Indeed, Catholics and Lutherans were enemies for about 400 years, and yet when they began to focus on what they had in common, rather than on attempting to prove the other side wrong, they made great progress in trusting one another, in finding areas of agreement, and in reconciling areas of difference.

Thus, today, Catholics and Lutherans intermarry, work together, and teach together (we have Lutherans and Catholics on our faculty at St. Thomas). The same thing could happen to Muslims and Christians, if we can learn to consider what we have in common, and focus on working together for peace, justice, and a more equitable distribution of wealth.

Let us imagine, then what the world would look like if Muslims and Christians put war and polemics behind them, and, based on their common belief in God and the love of neighbor, they could work together for world prosperity and peace.

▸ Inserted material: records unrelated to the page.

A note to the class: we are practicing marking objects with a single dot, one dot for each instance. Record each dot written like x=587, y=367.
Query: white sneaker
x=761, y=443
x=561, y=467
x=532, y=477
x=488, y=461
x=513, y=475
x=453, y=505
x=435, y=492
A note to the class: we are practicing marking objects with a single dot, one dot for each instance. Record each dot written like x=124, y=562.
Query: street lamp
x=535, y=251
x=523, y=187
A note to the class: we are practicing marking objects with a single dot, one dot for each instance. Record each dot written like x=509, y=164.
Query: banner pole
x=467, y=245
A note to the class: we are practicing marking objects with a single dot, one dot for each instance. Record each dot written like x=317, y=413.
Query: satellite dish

The billions of dollars now spent on wars could be spent instead on projects of peace. Now each day I read in the news about the wars in Afghanistan and Iraq. But imagine if I read instead about Muslims and Christian cooperating to dig wells in Nigerian villages, or to replant trees in Ethiopia, or to treat victims of AIDs in Africa, or to build homeless shelters in cities in the U.S. Imagine if the evening news were not filled with accounts of war, but of Muslims and Christians cooperating locally to care for the homeless, feed the poor, educate children, and so on.

Such a change is possible, but only if we reject the “Clash of Civilizations” thesis and instead focus on what Muslims and Christians share in common—the importance of the love of God and neighbor. Love of neighbor in turn leads to cooperative action to help those in need. And such action would be a powerful symbol that Muslims and Christians can indeed work together towards world peace, one of the main goals envisioned in A Common Word.

The Author, Dr. Terence Nichols, is Co-Director of Muslim-Christian Dialogue Center at the University of St. Thomas in Minnesota, USA. He contributed this article to Ammon News.